Likewise, even when the migration is short-lived it can have an impact. Countless fair-skinned residents of northern European countries regularly holiday in sunny locales, such as the south of France, and have a tendency to let their guard down, says Dr. Orit Markowitz, a clinical instructor at the Mount Sinai School of Medicine. In other words, they bask in the sun rather than take steps to protect themselves from it.
Studies have shown that while there is generally an increase in the incidence of melanoma as latitude decreases (closer to the equator), mortality from melanoma is four to six times higher in Nordic countries than in Mediterranean countries, according to the WHO. Given that melanoma is believed to be related to intermittent, intense sun exposure (especially for those who are fair), light-skinned northern Europeans who vacation in the sun are putting themselves at high risk.
It's a cultural thing
A region's cultural beliefs affect its burden of UV-related skin cancer too, says Dr. Henry W. Lim, chairman of the Department of Dermatology for the Henry Ford Health System and immediate past vice president of the American Academy of Dermatology.
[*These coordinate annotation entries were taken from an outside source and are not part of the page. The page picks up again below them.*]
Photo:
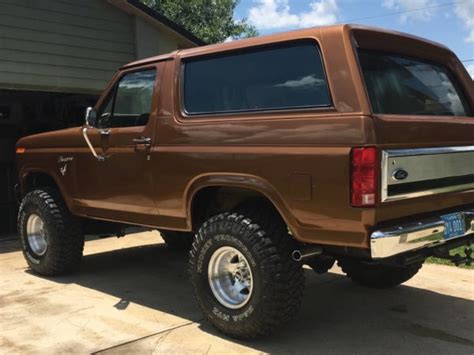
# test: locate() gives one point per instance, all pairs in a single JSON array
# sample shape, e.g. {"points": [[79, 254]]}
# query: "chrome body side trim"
{"points": [[406, 237], [426, 165]]}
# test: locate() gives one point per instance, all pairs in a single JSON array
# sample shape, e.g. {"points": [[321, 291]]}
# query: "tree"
{"points": [[210, 20]]}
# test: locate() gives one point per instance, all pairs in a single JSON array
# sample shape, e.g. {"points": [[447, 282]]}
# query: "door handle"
{"points": [[143, 141], [91, 147]]}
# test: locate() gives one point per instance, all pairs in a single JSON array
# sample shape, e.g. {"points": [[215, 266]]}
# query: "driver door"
{"points": [[126, 121]]}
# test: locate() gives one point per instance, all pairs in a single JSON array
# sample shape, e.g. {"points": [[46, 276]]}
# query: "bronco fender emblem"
{"points": [[399, 174]]}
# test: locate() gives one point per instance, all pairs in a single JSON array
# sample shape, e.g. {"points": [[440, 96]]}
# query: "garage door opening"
{"points": [[24, 113]]}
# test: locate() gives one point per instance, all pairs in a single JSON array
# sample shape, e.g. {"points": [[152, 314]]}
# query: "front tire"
{"points": [[375, 275], [51, 236], [244, 279]]}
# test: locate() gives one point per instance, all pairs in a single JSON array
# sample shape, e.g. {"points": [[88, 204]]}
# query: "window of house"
{"points": [[286, 76]]}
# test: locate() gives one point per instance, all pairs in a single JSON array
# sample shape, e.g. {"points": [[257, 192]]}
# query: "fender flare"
{"points": [[244, 181], [24, 174]]}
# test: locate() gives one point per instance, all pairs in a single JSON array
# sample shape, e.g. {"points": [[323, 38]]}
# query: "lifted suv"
{"points": [[339, 143]]}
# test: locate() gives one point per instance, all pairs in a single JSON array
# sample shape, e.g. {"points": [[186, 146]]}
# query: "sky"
{"points": [[448, 22]]}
While many Americans still can't free themselves of the notion that a tan makes you look healthy (one reason why the country may have topped the list), in Asian countries, such as Japan and China, tanning is far less culturally acceptable. It's even believed to be associated with a lower socio-economic status, says Lim.
"The use of the parasol for photo-aging protection is very common among women there," Lim says, "while it's rare in the U.S."
Along those lines, many countries with large Muslim populations, such as Maldives, Bangladesh, Indonesia and Somalia, fell toward the bottom of the list, likely because of their skin pigmentation, a traditional style of dress that's protective against high ambient UV radiation and an adaptation in behavior over the years. In other words, you probably won't find many natives of these areas lying out on the beach.
Latitude and altitude also play roles, since the sun is more direct and UV radiation levels higher in latitudes close to the equator; a thin atmosphere absorbs less UV radiation at high altitudes.
Of course, many countries with high rates of skin cancer, such as Australia, have been working hard in recent years to raise awareness, particularly among young people, about the risks associated with sun exposure. The country's National Skin Cancer Awareness Campaign, for instance, aims to make it socially acceptable for people to adopt multiple sun protection behaviours, rather than just relying on sunscreen.
But, experts say, there's still plenty of room for improvement.
"People have got the message," Lucas says, "but I don't think it always translates into behaviour."